Doc. 14235-1 at 17:17-21.
The Court agreed that reliance on the Defendant Fact Sheets alone was insufficient to establish Product ID because it was possible that Plaintiff's treatment facility was receiving docetaxel from another source. The Court then dismissed Plaintiff's case without prejudice but noted that the Court would reconsider its ruling if Plaintiff could provide “something more.” On May 3, 2022, Plaintiff filed the instant Motion, moving this Court to reconsider its dismissal of her case pursuant to Federal Rule of Civil Procedure 59(e).
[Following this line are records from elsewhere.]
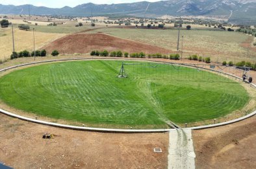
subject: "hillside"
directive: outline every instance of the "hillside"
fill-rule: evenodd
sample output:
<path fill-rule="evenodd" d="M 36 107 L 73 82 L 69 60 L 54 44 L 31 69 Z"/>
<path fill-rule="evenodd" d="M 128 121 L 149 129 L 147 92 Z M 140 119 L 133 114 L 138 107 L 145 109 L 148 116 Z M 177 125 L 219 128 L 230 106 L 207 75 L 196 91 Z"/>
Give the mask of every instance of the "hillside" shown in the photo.
<path fill-rule="evenodd" d="M 0 13 L 5 14 L 66 15 L 90 16 L 131 15 L 159 17 L 170 16 L 214 16 L 229 17 L 231 23 L 256 25 L 256 0 L 169 0 L 155 3 L 96 5 L 86 3 L 73 8 L 50 8 L 29 5 L 0 5 Z"/>

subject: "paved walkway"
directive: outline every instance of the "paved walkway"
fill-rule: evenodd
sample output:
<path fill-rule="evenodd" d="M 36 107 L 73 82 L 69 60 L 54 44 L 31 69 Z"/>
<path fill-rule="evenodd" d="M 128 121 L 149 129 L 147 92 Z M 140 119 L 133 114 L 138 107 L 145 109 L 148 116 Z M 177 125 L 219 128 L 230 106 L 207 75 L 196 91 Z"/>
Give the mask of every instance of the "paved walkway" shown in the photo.
<path fill-rule="evenodd" d="M 168 169 L 195 168 L 191 131 L 177 129 L 169 132 Z"/>

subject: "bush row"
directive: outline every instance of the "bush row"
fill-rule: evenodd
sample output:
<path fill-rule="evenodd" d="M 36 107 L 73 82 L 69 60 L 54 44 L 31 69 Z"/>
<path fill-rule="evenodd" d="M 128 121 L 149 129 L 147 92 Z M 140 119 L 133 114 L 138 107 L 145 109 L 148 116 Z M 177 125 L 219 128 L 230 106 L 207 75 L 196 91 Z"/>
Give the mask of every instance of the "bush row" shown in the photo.
<path fill-rule="evenodd" d="M 102 52 L 99 51 L 92 51 L 90 52 L 91 56 L 110 56 L 110 57 L 122 57 L 123 56 L 125 58 L 146 58 L 146 54 L 144 52 L 135 52 L 135 53 L 130 53 L 124 52 L 123 55 L 123 53 L 120 51 L 112 51 L 112 52 L 108 52 L 107 51 L 105 50 Z M 170 56 L 160 53 L 157 54 L 149 54 L 147 55 L 148 58 L 164 58 L 164 59 L 170 59 L 170 60 L 179 60 L 179 54 L 171 54 Z"/>
<path fill-rule="evenodd" d="M 226 61 L 224 61 L 222 62 L 223 65 L 228 65 L 228 66 L 233 66 L 234 63 L 233 63 L 232 61 L 230 61 L 229 62 L 227 62 Z M 251 63 L 250 62 L 245 62 L 245 61 L 241 61 L 239 62 L 237 62 L 235 64 L 236 66 L 237 67 L 251 67 L 252 70 L 256 71 L 256 63 Z"/>
<path fill-rule="evenodd" d="M 197 54 L 190 55 L 188 56 L 188 59 L 190 60 L 198 60 L 199 62 L 204 62 L 207 63 L 211 63 L 211 58 L 210 57 L 206 57 L 206 58 L 203 58 L 202 56 L 199 56 Z"/>
<path fill-rule="evenodd" d="M 13 60 L 22 57 L 34 57 L 34 56 L 44 57 L 46 56 L 46 54 L 47 54 L 47 52 L 44 49 L 42 51 L 37 50 L 34 52 L 32 51 L 32 52 L 29 52 L 28 51 L 25 50 L 19 52 L 12 52 L 12 54 L 10 55 L 10 59 Z M 51 52 L 51 55 L 53 56 L 58 56 L 58 54 L 59 52 L 57 50 L 55 50 Z"/>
Defendants oppose.
See Doc. 14235-1 at 22:10-11.
Doc. 14235-1 at 23:1-4.
LAW AND ANALYSIS
“A Rule 59(e) motion ‘calls into question the correctness of a judgment.”The Fifth Circuit has repeatedly explained that Rule 59(e) relief “is appropriate (1) to correct a manifest error of law or fact, (2) where the movant presents newly acquired evidence that was previously unavailable, or (3) where there has been an intervening change in the controlling law.” Here, Plaintiff requests that the Court reconsider its dismissal and reinstate her case “to correct a manifest error of fact.”
Templet v. HydroChem Inc., 367 F.3d 473, 478 (5th Cir. 2004) (quoting In re Transtexas Gas Corp., 303 F.3d 571, 581 (5th Cir. 2002)).
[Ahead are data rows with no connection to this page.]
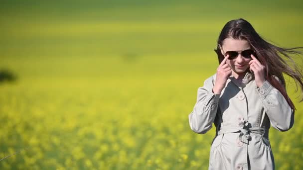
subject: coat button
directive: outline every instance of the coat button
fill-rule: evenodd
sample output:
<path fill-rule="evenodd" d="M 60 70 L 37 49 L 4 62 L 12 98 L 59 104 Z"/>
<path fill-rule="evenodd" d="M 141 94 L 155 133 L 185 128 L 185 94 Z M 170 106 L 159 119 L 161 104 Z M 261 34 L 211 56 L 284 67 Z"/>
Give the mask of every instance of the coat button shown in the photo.
<path fill-rule="evenodd" d="M 241 116 L 239 116 L 239 117 L 238 117 L 238 120 L 239 120 L 239 122 L 241 122 L 244 120 L 244 118 Z"/>
<path fill-rule="evenodd" d="M 247 75 L 247 80 L 249 81 L 251 80 L 252 80 L 252 78 L 253 78 L 253 77 L 251 75 Z"/>
<path fill-rule="evenodd" d="M 241 165 L 238 165 L 236 166 L 236 170 L 242 170 L 243 169 L 243 167 L 242 167 Z"/>
<path fill-rule="evenodd" d="M 239 140 L 239 139 L 237 139 L 237 142 L 236 142 L 236 143 L 237 144 L 237 146 L 239 147 L 241 147 L 243 145 L 243 143 L 242 142 L 242 141 Z"/>
<path fill-rule="evenodd" d="M 244 98 L 245 98 L 244 94 L 242 93 L 241 93 L 239 94 L 239 95 L 238 95 L 238 98 L 240 100 L 244 99 Z"/>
Jennings v. Towers Watson, 11 F.4th 335, 345 (5th Cir. 2021) (citing Demahy v. Schwarz Pharma, Inc., 702 F.3d 177, 182 (5th Cir. 2012) (citing Schiller v. Physicians Res. Grp. Inc., 342 F.3d 563, 567 (5th Cir. 2003))).
Doc. 14152-1 at 1, 4.
In particular, Plaintiff contends that “the Court based its dismissal, in part, on factual representations from Defendants' counsel that multiple ANDAs (generics) manufactured docetaxel when Ms. Davis received docetaxel from August 30, 2012 to January 3, 2013.” Yet, after the hearing, Plaintiff discovered that there were no ANDA holders manufacturing docetaxel at that time. Thus, Plaintiff argues that Defendants' counsel's factual representations were made in error and that, “[w]hen corrected, [she] has provided sufficient evidence to support her contention that Hospira manufactured the first 3 cycles of her docetaxel treatment.”
Id. at 1.
Id. at 3.
Id. at 3-4.
The Court disagrees. The possibility that a non-Defendant was supplying its docetaxel to Plaintiff's treatment facility was only one reason for the Court finding that Plaintiff could not rely on the Defendant Fact Sheets as evidence of Product Id. As Defendants note, “another basis raised at the hearing-which alone is sufficient to warrant dismissal”-was “that the Defendant Fact Sheet is not an exhaustive listing of every shipment of all Defendants' docetaxel to a particular treatment facility.” Shipments made through indirect means, such as wholesalers and distributors, are not always included in the Defendant Fact Sheets because Defendants do not necessarily possess or have access to that shipment data. Accordingly, regardless of whether there were non-Defendant manufacturers on the market at the time Plaintiff was treated, the Defendant Fact Sheets alone are still not sufficient evidence of Product ID because they do not eliminate the possibility that Plaintiff's treatment facility was receiving another Defendant's docetaxel indirectly. Thus, Plaintiff has not shown that she is entitled to Rule 59(e) relief.
Doc. 14235 at 2.
Doc. 14235 at 3.
On December 6, 2022, this Court issued an Addendum to CMO 12A. See Doc. 15287. This Addendum describes additional types of evidence that the Court will consider for a Plaintiff who seeks to identify the proper Defendant(s) with evidence other than the Product ID Information described in CMO 12A, paragraph 6. The Court notes that under this Addendum to CMO 12A, Plaintiff's reliance on the Defendant Fact Sheets alone is still insufficient evidence of Product ID.
CONCLUSION
For the foregoing reasons, Plaintiff's Motion for Reconsideration of the Court's Order Dismissing Her Case Without Prejudice (Doc. 14152) is DENIED.